Date: Fri, 21 Aug 2009 19:01:59 -0400

Hi Karl,

Nothing particular at the ends.  The stress builds from the center of the 
spring as you move toward the ends by maybe 25 or 30%, but nothing terribly 
exciting happens at the clamps.  However there is another problem related 
to creep that we did address.  By using relatively thin (0.012") spring 
material we kept the max stress level down to roughly 70-75,000 psi, while 
using material with a yield strength of 280,000 psi.  By working at 1/4 of 
yield, creep is a non-issue.  If you missed it, I ran through some numbers 
in my 8/16 message to Barry Lotz.

In general, I feel that most home designs use springs which are much too 
thick and hence too highly stressed and prone to creep, etc.  Of course if 
you use a thin spring, the mass has to go down too, but in a feedback 
instrument, that's all to the good. (up to a point, of course).

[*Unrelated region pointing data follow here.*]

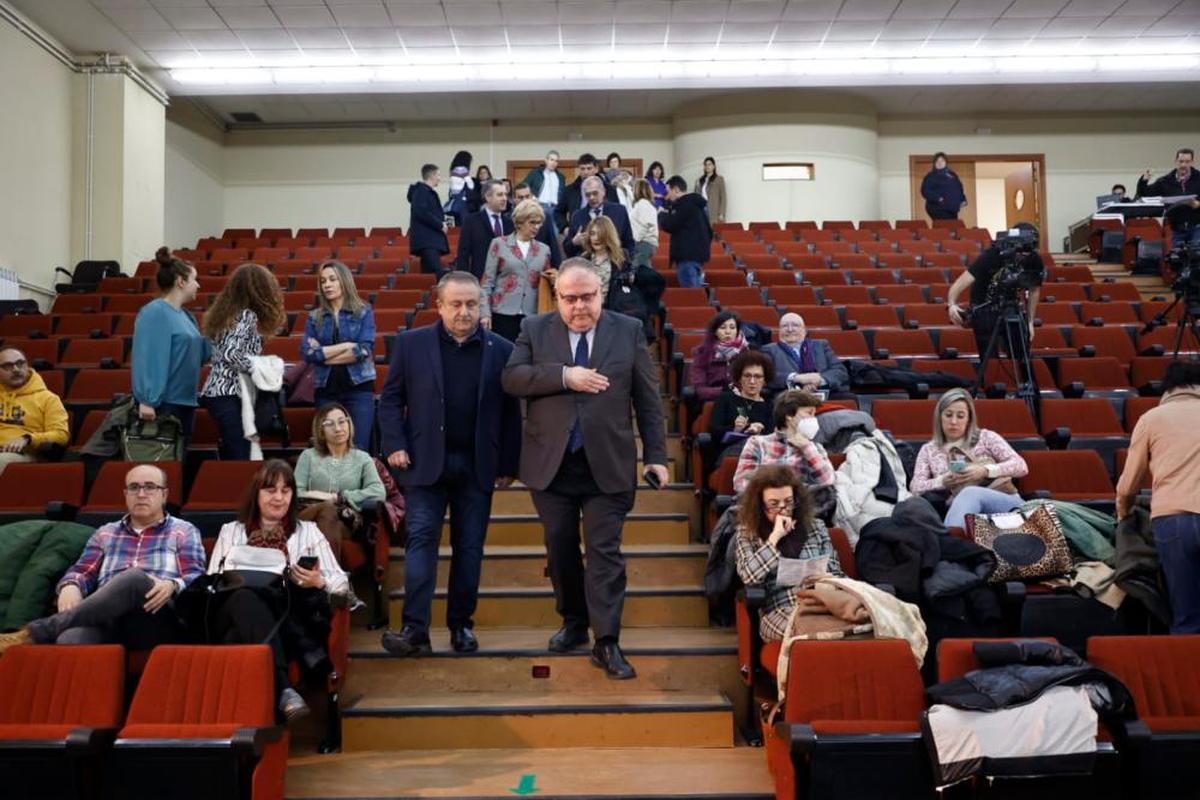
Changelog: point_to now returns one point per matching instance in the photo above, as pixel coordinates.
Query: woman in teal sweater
(334, 476)
(168, 348)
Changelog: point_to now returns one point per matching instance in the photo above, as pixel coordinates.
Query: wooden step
(526, 565)
(652, 773)
(517, 660)
(405, 720)
(526, 530)
(534, 607)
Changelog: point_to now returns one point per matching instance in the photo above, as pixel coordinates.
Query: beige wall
(35, 160)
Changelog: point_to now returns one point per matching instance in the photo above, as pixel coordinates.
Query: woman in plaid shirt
(775, 521)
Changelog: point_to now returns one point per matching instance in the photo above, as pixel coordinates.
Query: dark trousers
(1177, 539)
(431, 260)
(113, 614)
(359, 404)
(595, 594)
(507, 325)
(226, 411)
(425, 511)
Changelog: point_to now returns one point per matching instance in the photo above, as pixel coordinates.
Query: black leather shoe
(568, 638)
(409, 642)
(463, 639)
(609, 656)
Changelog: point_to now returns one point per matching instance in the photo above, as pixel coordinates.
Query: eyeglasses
(138, 488)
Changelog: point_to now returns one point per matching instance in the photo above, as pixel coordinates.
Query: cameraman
(1168, 439)
(987, 298)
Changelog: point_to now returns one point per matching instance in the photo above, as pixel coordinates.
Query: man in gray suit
(581, 368)
(802, 362)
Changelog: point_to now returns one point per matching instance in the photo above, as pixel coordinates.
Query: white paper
(792, 572)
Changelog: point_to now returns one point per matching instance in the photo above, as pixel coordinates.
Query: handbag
(151, 440)
(1029, 545)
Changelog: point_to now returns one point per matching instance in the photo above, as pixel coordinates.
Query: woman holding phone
(975, 467)
(775, 521)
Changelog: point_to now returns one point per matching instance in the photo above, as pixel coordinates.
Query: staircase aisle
(516, 720)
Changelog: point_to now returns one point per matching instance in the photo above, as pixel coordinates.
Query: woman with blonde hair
(973, 464)
(513, 271)
(249, 310)
(601, 246)
(339, 338)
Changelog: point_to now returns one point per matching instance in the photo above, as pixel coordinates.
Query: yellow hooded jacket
(33, 409)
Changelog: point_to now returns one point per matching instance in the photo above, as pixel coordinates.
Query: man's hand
(18, 444)
(70, 597)
(581, 379)
(159, 595)
(658, 470)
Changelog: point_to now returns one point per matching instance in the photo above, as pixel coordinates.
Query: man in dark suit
(453, 434)
(804, 362)
(597, 206)
(546, 233)
(426, 223)
(581, 368)
(480, 228)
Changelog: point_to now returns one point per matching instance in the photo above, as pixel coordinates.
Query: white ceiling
(436, 37)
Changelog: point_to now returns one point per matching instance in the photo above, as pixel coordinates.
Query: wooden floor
(730, 773)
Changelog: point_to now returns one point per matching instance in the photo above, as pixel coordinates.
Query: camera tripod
(1012, 323)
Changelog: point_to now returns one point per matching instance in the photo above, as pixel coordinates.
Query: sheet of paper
(792, 572)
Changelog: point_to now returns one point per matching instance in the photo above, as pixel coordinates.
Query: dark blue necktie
(581, 360)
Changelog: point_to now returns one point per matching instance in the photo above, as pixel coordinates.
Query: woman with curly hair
(775, 521)
(249, 310)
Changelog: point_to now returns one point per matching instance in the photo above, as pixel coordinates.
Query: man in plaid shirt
(121, 587)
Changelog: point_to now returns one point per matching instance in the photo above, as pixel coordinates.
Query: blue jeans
(978, 499)
(226, 411)
(360, 405)
(469, 510)
(1177, 539)
(689, 274)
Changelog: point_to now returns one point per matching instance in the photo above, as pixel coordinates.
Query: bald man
(805, 364)
(123, 588)
(30, 414)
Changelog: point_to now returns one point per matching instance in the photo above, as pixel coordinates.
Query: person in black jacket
(426, 226)
(480, 228)
(683, 216)
(942, 190)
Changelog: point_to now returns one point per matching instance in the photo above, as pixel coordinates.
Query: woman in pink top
(973, 464)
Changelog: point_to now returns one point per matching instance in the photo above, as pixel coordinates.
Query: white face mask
(808, 427)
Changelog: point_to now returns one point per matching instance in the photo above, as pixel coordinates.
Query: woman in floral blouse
(515, 265)
(775, 521)
(973, 464)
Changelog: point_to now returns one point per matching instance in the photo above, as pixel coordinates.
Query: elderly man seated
(30, 414)
(803, 362)
(121, 588)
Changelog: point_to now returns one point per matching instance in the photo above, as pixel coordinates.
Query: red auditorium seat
(850, 702)
(27, 488)
(1163, 675)
(209, 713)
(1074, 475)
(59, 711)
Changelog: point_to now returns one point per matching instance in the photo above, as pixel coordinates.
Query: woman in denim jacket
(339, 338)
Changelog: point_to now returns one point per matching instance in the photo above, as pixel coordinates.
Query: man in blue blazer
(804, 362)
(597, 206)
(453, 435)
(480, 228)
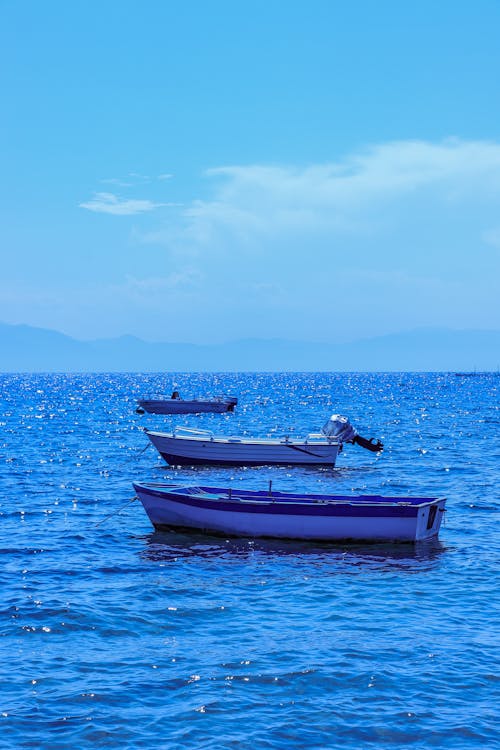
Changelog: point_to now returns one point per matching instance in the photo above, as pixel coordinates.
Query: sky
(210, 171)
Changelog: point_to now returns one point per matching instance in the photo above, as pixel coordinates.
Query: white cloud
(108, 203)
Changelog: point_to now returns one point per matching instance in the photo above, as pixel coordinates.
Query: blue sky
(205, 172)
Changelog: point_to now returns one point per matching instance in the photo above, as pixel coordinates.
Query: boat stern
(429, 519)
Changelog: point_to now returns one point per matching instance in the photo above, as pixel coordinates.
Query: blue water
(113, 635)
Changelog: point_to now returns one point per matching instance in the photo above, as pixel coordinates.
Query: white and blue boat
(186, 446)
(177, 405)
(251, 513)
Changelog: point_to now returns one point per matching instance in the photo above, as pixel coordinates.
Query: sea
(117, 636)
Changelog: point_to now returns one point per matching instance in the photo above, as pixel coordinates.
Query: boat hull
(179, 406)
(192, 451)
(326, 518)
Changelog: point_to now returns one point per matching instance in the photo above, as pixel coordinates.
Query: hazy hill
(28, 349)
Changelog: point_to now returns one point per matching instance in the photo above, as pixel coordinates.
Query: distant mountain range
(28, 349)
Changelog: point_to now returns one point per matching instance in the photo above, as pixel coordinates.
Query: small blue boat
(267, 513)
(177, 405)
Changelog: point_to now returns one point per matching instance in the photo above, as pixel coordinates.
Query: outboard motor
(340, 428)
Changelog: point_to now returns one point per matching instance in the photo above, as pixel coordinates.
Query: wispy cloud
(108, 203)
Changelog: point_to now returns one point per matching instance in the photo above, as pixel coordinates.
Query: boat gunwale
(223, 498)
(208, 437)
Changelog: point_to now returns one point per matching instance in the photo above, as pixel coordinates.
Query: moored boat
(178, 405)
(267, 513)
(188, 446)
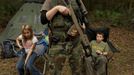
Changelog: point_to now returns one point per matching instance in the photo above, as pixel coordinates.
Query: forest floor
(121, 64)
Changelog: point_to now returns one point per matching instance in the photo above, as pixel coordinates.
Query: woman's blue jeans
(29, 67)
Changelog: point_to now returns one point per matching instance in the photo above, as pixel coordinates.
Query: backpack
(7, 49)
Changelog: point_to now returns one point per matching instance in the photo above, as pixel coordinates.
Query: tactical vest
(60, 24)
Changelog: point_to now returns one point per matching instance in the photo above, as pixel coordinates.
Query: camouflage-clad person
(65, 51)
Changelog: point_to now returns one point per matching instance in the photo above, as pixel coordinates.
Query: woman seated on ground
(99, 52)
(29, 51)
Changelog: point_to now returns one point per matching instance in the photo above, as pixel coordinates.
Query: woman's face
(27, 33)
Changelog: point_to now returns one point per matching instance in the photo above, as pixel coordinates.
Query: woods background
(116, 12)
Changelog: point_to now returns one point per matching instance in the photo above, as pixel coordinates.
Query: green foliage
(108, 15)
(7, 9)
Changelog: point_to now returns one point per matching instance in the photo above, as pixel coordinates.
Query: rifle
(83, 36)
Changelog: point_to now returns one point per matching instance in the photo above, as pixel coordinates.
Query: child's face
(99, 37)
(26, 33)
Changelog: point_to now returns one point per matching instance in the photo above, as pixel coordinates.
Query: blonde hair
(29, 28)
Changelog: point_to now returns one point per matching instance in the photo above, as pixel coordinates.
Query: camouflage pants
(64, 63)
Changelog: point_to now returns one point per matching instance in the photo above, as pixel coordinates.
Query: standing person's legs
(30, 65)
(101, 65)
(20, 65)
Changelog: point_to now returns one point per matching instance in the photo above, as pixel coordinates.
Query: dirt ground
(121, 64)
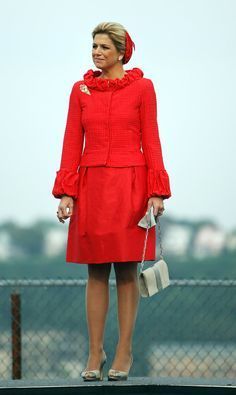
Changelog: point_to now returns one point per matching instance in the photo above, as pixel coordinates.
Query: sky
(187, 48)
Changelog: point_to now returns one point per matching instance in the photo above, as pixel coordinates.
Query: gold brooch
(84, 89)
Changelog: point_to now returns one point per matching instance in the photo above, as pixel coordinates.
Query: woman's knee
(99, 271)
(126, 271)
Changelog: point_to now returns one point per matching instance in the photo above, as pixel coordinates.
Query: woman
(107, 188)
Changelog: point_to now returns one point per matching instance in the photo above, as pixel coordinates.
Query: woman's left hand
(157, 203)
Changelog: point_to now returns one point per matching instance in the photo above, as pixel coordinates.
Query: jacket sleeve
(158, 183)
(67, 177)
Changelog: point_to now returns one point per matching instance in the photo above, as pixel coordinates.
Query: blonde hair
(116, 33)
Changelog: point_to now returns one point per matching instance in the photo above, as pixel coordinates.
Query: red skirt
(103, 226)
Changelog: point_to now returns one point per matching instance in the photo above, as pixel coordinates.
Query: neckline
(92, 81)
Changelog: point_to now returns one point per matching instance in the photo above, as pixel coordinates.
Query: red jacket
(117, 120)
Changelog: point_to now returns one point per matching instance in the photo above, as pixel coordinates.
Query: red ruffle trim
(92, 81)
(66, 183)
(158, 183)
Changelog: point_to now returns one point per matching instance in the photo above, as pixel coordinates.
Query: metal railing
(188, 329)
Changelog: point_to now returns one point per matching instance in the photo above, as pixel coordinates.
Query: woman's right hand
(66, 202)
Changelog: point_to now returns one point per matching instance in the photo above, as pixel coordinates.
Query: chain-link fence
(188, 329)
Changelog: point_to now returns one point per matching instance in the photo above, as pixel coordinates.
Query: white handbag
(156, 277)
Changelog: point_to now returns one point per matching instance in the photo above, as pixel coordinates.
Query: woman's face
(104, 52)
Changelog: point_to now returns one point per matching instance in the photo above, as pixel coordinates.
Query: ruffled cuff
(66, 183)
(158, 183)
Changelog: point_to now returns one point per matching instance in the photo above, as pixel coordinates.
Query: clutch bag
(155, 278)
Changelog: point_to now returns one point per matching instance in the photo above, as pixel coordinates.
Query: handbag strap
(145, 241)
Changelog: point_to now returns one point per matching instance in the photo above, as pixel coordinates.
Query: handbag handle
(145, 242)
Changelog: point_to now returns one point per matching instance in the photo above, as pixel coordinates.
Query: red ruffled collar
(92, 81)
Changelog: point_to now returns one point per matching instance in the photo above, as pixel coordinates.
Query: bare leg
(97, 303)
(128, 301)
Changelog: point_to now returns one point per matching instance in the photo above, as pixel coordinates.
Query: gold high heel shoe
(114, 374)
(96, 374)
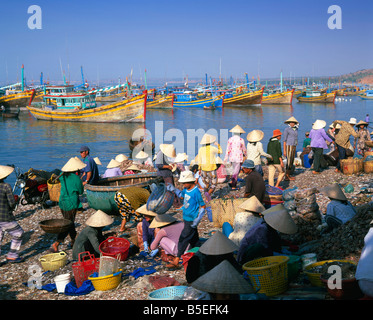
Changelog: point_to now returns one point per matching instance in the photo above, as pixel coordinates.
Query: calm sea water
(29, 143)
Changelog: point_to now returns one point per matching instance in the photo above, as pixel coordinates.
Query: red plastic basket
(113, 246)
(84, 267)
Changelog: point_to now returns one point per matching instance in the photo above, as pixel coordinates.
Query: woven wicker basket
(53, 261)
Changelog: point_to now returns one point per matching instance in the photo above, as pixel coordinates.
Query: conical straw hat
(252, 204)
(207, 139)
(99, 219)
(142, 155)
(223, 279)
(291, 119)
(113, 164)
(318, 124)
(255, 136)
(98, 162)
(280, 219)
(218, 244)
(237, 129)
(168, 150)
(161, 220)
(333, 191)
(74, 164)
(145, 211)
(121, 157)
(5, 171)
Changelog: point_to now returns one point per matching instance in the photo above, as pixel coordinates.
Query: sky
(175, 39)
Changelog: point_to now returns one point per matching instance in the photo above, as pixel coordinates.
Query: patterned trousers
(16, 232)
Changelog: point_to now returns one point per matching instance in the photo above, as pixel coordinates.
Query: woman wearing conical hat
(263, 239)
(113, 169)
(8, 222)
(69, 202)
(91, 236)
(290, 141)
(206, 160)
(364, 135)
(339, 210)
(255, 149)
(235, 153)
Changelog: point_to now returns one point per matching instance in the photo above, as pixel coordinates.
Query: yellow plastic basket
(53, 261)
(107, 282)
(314, 277)
(268, 275)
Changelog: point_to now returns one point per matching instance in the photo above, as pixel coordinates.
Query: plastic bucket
(308, 259)
(61, 281)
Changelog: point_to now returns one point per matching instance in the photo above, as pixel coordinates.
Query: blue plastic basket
(168, 293)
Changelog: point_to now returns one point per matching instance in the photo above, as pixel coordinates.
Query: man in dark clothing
(254, 183)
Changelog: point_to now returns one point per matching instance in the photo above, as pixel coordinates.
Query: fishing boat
(278, 97)
(317, 96)
(191, 100)
(82, 107)
(251, 98)
(367, 95)
(101, 195)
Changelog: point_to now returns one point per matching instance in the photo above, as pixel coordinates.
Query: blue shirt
(192, 202)
(91, 167)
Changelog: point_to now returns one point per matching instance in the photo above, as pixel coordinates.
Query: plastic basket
(113, 246)
(268, 275)
(108, 282)
(315, 277)
(83, 268)
(53, 261)
(160, 200)
(168, 293)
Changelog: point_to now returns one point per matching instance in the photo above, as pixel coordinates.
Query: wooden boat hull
(131, 110)
(244, 99)
(14, 101)
(217, 101)
(279, 98)
(323, 98)
(161, 103)
(101, 196)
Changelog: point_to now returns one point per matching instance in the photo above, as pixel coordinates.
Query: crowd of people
(256, 231)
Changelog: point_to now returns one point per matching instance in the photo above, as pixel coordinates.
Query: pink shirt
(236, 149)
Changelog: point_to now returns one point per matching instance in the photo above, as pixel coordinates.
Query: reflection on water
(48, 145)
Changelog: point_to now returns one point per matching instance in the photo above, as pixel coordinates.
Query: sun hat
(161, 220)
(74, 164)
(361, 122)
(83, 148)
(208, 139)
(98, 162)
(352, 121)
(318, 124)
(145, 211)
(276, 133)
(99, 219)
(113, 164)
(142, 155)
(5, 171)
(237, 129)
(291, 119)
(180, 157)
(280, 219)
(249, 164)
(255, 136)
(218, 244)
(223, 279)
(121, 157)
(252, 204)
(333, 191)
(187, 176)
(168, 150)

Actually, Dave was the one who designed the spring.  He may want to add 


At 01:57 PM 8/21/2009 -0700, you wrote:
>Hi Brett,
>Thanks for the reply.
>I have a mechanical design question about your sensor. Did you do any 
>thing special with the spring anchor / clamp mechanism?
>For some time I've been focused on creep when leaf springs are clamped and 
>stressed. The thought is that when the spring gets bent, the stress in the 
>outer fibers of the spring will be beyond what the clamp can retain. This 
>is especially true right where the spring emerges from the clamp.
>In some of my experiments this has caused noticeable hysteresis and creep. 
>I surmise the same problem might occur when clamping flexures although the 
>stress is bound to be much lower than in a leaf spring.
>Possibly some of this can be dealt with by stressing the spring and then 
>clamping it, and maybe even artificially aging the assembly after clamping.
>Ideally the spring would be made with thicker ends for clamping but this 
>is obviously impractical for our purposes.
>I'm curious if you did anything to help mitigate this effect.